Marketing while the world stood still
The unprecedented circumstances of 2020 have forever changed the face of industry, commerce and advertising. Positioned against the backdrop of a catastrophic global pandemic, automotive marketing teams scrambled to come up with a hard-hitting new advertising approach while most were sheltering in place.
As car dealerships remained empty due to social distancing and health concerns, TV ads began to change tone and approach to connect with car shoppers. “While this television advertising campaign was not the first to promote car buying from home, it was launched at the very beginning of COVID and was very successful,” said Tony Roland, director of automotive account at Spectrum Reach. “Car buyers weren’t going to dealerships back then. A lot of people aren’t comfortable making such a big purchase without seeing it, touching it, and talking directly to a person.”
As demonstrated in an advertisement that featured local car dealership Joe Maus CDJR, this approach assured the consumer that the process could be both simple and non-threatening. “At a time when many other local retailers were talking about the steps they were taking in their stores to make them clean and safe, this alternative resonated with viewers across the market,” Roland said.
Modern challenges for a new era in automotive shopping
Consumer behavior has changed dramatically in recent years and companies have had to adapt their strategies accordingly. One of the biggest changes was the discontinuation of weekend shopping. In the past, companies focused their marketing efforts on getting potential customers to add their products to their shopping list by Friday. In the automotive industry, weekends have traditionally been the time when dealerships offer their best deals. However, with more and more people shopping during the week, dealers have had to adjust their strategies. As a result, the way businesses operate has changed dramatically in recent years, and companies must continue to adapt their strategies to keep up with the changing consumer landscape.
Beyond the new challenges of modern buying models, the media landscape is more fragmented than ever, creating a more saturated environment to connect with audiences.
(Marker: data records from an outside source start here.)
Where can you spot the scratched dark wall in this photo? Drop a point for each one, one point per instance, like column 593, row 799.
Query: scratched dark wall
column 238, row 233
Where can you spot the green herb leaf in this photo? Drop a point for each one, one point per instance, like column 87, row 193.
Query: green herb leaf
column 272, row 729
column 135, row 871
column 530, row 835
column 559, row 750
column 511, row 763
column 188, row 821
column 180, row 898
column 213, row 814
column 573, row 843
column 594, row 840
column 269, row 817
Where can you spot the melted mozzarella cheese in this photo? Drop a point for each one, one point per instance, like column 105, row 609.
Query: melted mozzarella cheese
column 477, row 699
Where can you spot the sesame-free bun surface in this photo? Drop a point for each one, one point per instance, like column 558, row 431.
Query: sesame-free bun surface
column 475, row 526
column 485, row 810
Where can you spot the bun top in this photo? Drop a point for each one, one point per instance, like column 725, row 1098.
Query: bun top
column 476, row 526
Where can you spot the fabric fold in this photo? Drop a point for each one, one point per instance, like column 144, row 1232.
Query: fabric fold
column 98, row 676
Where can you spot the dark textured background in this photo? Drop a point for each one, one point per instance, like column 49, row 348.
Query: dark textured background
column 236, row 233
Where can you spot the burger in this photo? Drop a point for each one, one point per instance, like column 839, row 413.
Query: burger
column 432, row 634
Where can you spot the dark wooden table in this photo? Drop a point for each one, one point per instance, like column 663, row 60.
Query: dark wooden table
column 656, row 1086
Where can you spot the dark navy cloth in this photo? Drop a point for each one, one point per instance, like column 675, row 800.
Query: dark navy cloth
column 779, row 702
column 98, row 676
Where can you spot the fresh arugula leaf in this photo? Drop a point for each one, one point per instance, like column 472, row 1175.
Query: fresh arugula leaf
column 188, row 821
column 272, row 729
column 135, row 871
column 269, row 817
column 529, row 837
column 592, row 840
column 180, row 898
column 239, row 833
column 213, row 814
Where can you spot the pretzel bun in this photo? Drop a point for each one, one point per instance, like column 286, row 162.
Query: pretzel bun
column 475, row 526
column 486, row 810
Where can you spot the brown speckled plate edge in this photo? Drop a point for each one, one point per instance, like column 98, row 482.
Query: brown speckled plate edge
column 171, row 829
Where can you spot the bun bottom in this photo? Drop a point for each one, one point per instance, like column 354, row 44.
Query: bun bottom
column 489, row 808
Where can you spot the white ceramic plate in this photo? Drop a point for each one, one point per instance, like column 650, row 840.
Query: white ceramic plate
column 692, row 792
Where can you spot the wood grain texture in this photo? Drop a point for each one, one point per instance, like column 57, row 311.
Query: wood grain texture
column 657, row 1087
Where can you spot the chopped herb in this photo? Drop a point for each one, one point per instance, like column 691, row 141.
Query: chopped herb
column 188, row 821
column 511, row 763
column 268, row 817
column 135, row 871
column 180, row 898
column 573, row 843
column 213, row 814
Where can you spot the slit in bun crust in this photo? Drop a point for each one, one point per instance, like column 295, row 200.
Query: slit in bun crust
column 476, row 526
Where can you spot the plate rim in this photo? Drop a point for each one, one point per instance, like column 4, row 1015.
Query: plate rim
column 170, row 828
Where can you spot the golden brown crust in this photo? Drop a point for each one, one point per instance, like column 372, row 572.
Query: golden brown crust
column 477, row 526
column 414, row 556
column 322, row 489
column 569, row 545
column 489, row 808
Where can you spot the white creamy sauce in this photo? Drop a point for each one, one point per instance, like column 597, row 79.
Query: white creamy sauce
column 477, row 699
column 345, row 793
With the rise of digital media, consumers have more ways to get their information. This has led to a disruptive marketing environment, where companies have to fight for attention. Automakers achieve this in part by using cross-demographic targeting, allowing advertisers to reach a wider audience with their message. In the automotive industry, for example, companies are targeting young adults with social media campaigns. Indeed, they know that this demographic group is more likely to be interested in new car models. By using cross-demographic targeting, companies can reach a wider audience and increase sales, such as the 2022 Acura “Your Turn” campaign with Vince Staples during the NBA Finals. According to Torrance Hampton, Creative Director and Executive Producer of GFACTOR FILMS, “The disruptive nature of the campaign stems from Vince himself, and you can see his direct influence in the campaign visuals: the artistic 360-degree freeze-frames, car performance shots jump and kinetic camera movements while showcasing multicultural millennials experiencing the new Acura Integra It’s not about the car, it’s about the lifestyle .
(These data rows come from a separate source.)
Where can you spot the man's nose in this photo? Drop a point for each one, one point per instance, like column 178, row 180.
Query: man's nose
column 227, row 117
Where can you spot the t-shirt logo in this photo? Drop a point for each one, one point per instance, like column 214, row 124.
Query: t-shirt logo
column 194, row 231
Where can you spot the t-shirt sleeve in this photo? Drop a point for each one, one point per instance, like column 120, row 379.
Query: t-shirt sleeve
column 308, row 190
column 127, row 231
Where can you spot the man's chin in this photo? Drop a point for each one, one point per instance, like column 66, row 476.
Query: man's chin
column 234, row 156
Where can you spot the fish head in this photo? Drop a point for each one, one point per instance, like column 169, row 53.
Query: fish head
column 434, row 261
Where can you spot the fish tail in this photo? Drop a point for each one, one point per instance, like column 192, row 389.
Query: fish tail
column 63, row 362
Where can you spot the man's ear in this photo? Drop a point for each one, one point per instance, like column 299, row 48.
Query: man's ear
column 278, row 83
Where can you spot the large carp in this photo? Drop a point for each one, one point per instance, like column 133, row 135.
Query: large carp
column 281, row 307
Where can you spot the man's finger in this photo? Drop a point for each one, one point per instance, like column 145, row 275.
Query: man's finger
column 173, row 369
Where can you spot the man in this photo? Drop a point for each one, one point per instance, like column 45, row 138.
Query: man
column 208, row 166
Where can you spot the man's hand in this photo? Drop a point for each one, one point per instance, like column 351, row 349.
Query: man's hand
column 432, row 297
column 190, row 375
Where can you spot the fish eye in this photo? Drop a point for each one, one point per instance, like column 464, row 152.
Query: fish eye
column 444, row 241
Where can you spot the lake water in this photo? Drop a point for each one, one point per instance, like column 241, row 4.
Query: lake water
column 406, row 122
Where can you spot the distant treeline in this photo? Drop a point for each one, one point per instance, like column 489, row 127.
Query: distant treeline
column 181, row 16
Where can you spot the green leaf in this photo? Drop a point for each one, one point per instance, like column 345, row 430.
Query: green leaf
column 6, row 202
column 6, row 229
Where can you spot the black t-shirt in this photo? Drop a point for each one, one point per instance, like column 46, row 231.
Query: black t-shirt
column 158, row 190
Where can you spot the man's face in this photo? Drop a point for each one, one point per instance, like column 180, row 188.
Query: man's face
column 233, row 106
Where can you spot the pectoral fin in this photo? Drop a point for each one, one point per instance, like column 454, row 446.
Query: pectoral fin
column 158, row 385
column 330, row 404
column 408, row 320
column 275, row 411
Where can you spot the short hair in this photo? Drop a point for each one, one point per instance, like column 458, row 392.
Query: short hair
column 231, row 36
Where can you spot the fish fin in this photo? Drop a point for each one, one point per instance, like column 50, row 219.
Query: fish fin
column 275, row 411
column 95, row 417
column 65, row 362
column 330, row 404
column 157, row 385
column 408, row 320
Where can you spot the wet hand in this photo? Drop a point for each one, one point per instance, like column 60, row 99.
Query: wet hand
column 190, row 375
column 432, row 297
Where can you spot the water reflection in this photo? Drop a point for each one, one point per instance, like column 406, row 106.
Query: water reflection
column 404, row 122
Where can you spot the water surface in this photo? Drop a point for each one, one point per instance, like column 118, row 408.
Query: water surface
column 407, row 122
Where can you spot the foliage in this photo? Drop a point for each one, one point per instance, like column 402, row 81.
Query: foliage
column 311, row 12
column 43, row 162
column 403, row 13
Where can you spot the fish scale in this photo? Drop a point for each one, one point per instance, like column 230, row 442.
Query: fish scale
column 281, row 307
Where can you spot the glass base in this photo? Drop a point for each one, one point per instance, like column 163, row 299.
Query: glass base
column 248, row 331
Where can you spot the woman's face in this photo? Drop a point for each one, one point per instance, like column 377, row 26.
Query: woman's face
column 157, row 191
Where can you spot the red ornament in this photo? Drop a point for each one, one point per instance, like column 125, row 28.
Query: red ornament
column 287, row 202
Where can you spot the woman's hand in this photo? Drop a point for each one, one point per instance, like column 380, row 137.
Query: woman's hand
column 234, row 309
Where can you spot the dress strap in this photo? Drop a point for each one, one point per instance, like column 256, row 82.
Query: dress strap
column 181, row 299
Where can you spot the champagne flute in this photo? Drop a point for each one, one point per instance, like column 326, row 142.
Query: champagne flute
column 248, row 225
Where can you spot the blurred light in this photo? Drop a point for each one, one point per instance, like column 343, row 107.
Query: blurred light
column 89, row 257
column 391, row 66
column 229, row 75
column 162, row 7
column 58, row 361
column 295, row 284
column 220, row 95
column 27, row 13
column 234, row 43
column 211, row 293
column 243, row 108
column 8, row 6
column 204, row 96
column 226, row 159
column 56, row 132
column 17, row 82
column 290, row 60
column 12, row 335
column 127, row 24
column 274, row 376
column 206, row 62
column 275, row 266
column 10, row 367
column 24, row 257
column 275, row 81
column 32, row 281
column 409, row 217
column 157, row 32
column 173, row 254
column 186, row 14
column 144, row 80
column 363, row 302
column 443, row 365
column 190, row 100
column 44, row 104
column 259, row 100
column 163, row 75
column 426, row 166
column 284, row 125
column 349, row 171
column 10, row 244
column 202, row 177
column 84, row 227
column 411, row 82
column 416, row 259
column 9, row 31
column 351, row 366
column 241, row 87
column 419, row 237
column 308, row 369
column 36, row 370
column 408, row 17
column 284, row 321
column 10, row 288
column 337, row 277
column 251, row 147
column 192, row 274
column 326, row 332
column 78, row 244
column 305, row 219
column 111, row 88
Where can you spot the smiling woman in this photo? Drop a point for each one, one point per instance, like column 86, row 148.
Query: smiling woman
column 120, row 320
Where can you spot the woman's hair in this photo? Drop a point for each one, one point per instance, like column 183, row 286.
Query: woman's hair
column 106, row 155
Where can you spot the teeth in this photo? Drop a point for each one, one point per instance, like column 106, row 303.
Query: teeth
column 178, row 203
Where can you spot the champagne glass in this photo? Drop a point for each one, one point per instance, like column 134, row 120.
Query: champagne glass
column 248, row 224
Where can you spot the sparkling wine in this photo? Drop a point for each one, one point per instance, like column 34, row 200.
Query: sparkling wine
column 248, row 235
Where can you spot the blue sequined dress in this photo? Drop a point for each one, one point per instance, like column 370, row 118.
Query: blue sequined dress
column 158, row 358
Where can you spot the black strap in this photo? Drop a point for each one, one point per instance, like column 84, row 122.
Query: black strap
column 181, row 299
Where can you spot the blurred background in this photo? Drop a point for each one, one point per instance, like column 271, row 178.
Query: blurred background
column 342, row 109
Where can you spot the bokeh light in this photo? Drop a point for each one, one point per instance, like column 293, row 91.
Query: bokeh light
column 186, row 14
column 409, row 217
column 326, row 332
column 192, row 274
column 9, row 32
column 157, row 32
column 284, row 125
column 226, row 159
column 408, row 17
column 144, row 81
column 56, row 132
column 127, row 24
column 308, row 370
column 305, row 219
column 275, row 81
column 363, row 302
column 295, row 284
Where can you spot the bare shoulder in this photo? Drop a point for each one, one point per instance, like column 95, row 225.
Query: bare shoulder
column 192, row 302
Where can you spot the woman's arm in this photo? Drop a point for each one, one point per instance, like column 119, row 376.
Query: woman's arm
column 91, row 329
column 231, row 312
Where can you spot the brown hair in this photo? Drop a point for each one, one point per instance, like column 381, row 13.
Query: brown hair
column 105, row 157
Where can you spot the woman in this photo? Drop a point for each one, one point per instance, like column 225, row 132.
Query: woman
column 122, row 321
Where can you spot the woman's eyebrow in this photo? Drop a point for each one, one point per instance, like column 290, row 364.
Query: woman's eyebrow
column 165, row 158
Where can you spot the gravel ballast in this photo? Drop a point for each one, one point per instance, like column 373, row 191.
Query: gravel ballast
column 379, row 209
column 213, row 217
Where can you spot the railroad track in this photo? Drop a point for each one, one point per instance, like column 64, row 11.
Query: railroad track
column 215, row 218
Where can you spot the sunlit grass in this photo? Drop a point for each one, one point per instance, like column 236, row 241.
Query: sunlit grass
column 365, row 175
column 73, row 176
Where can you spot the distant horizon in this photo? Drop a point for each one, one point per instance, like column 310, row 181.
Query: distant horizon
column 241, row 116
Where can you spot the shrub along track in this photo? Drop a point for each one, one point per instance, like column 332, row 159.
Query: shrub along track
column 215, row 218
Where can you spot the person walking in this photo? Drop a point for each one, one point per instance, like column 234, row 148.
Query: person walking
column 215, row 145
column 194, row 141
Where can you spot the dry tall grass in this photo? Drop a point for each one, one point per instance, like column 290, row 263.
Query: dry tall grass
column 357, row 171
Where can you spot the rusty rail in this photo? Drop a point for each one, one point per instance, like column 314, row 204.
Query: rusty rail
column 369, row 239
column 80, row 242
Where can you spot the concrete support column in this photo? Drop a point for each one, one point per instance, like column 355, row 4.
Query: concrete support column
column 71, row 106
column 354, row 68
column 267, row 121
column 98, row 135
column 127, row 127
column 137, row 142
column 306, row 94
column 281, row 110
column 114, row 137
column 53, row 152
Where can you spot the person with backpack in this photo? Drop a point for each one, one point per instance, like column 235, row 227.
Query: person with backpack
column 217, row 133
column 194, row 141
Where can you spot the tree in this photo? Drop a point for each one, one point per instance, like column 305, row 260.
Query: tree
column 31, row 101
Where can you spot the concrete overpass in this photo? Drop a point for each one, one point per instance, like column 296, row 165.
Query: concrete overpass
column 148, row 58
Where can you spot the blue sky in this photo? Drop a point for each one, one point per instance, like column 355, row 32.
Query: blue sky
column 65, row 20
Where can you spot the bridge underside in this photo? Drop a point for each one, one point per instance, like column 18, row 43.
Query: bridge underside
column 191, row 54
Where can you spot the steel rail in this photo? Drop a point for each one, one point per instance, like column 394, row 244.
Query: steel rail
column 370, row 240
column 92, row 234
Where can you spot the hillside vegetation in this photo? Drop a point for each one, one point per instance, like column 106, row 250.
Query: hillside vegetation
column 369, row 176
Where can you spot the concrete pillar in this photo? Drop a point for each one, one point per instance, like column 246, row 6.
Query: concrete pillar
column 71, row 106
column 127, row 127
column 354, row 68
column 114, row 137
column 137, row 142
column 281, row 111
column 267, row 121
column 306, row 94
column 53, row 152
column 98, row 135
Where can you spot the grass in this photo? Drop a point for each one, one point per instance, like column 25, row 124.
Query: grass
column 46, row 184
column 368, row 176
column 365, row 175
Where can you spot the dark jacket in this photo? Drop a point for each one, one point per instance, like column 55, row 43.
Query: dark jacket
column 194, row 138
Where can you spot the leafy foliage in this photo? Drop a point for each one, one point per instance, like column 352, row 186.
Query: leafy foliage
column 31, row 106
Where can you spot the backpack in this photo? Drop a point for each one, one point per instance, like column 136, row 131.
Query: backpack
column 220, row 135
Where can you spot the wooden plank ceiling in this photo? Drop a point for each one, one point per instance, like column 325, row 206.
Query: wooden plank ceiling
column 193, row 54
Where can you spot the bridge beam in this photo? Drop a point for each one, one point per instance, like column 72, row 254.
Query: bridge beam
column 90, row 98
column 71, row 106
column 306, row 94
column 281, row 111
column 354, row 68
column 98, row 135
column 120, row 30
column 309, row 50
Reinventing Disruptive Automotive Marketing in the 21st Century
There have been many other disruptive automotive marketing campaigns over the past century. The automotive industry is constantly changing and so is the marketing landscape. What worked in the past may not be effective today, and what’s popular now may be out of date in a few months. To stay ahead of the game, automotive marketing teams will need to continually find new, innovative and disruptive ways to capture the hearts, imaginations and loyalty of the consumer.